Meşrutiyet caddesinden aşağı doğru ilerlemeye
başladığında yürüyüş rotamızı tahmin etmeye çalıştım, Konur sokaktaki
kitabevleri olabilirdi hedefin ama bir an düşününce bunun düşük bir olasılık
olduğuna karar verdim. Çünkü bugün perşembe değildi. Yine de Konur sokağın
kalabalığına döndüğünde “acaba?” diye sordum kendime. Eğer bir kitabevine
girmeyeceksen bu sokağa dönmüş olmana bir parça içerleyecektim. Kentin en
kalabalık sokağı, üstelik hafta sonu ve seni o kalabalıkta gözden kaybetmek de
bir olasılık. Neyse ki kırmızı bir etek giymiştin ve benim seni o kalabalıkta
bile gözden kaçırmamam mümkün olabiliyordu. Konur sokağı boylu boyunca
geçerken, göz ucuyla kitabevlerinin vitrinlerine baktıysan da, içlerine girmeye
niyetin yoktu, bu hızlı adımlarından da anlaşılabiliyordu. Konur sokağı çıkıp
Yüksel caddesinden aşağı doğru inmeye başladığında başka bir insan seliyle
karşılaştın, kalabalıkları sevmediğini biliyordum ve bu yarı asılmış yüzünden
de belli oluyordu. Metro istasyonunun merdivenlerine yöneldiğini gördüğümde,
metroya bineceğini düşünüp sevindim. Boş bir yer bulup oturabilirdin ve ben de
şanslıysam eğer tam karşında bir yer bulur ve seni izleyebilirdim. Bu
olasılığın yarattığı heyecanla soluk soluğa iniyordum merdivenleri. Ancak
çıkışa yöneldiğini gördüğümde yine de hayal kırıklığı yaşamadım. Büyük bir
mağazaya girdin. Mağazanın kalabalığında güçlükle yol alıyordun. Üst kata
çıkmak için merdivenlerde kendine yol açarken, ben üç basamak gerindeydim.
Alışveriş yapmanı, kimi eşyalara dokunuşunu, bazı şeyleri eline alıp sonra
bırakışını izledim. Bu kalabalığın içinde ne kadar kalacağını düşünüyordum bir
yandan da. Neyse ki çok kalmadın, kalmadık.

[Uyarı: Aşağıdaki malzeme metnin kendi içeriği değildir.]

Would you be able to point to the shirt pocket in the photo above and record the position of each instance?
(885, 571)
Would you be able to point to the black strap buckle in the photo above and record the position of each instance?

İkinci durağımız Sakarya Caddesiydi. Balık
tezgâhlarına bakıyordun dikkatle. Balık alacaksın. Büyük bir balıkçının önünde
durdun. Bir süre çipura mı yoksa çinakop mu alacağını düşündün. Satıcıya
hangisinin daha taze olduğunu sordun. Sonunda onun da telkinleriyle çinakopta
karar kıldın. Balığın temizlenmesini beklerken yüzünde halinden memnun bir
ifade vardı. İşte o an; birkaç akşam önce söylediğin ama benden başka kimsenin
dikkat etmediği o cümle geldi aklıma. ”Bu mevsim bana iyi geldi ” Belli ki,
mevsim sana gerçekten iyi gelmişti. Yüzünde bunun izleri görülebiliyordu.
Balıklar, insanlara ve dünyaya bakan
yüzünden memnuniyetin sezilebiliyordu. Balıkların temizlenmesi uzun sürdü,
sıkılacağını düşünüyordum. Oysa yüzüne baktığımda herhangi bir sıkılma
belirtisi göremedim, sen günün keyfini çıkarmaya kararlı görünüyordun. Aklımda,
benden başka kimsenin dikkatini çekmemiş o cümlen,”Bu mevsim bana iyi geldi.
”sana bakıyordum. Sakarya caddesinden yukarı doğru, evinin sokağına doğru
çıkarken çiçekçilerin önünde duraklayıp bir demet papatya alıp almayacağını
merak ediyordum. Almadın...
Selanik caddesini geçmen gerekecekti ve balık
aldığına göre eve gidiyordun. Bu öngörünün beni ne kadar düş kırıklığına
uğrattığını tahmin etmelisin. Daha uzun bir süre sokaklarda olacağımızı
sanıyordum. Selanik caddesinden Meşrutiyet caddesine çıktığımızda, keyfim kaçmış
bir şekilde arkandan yürümeye devam ediyordum. Birden cadde üzerindeki bir
pastaneye girdiğini gördüğümde, şaşırdım. Bahçedeki masalardan birine oturdun.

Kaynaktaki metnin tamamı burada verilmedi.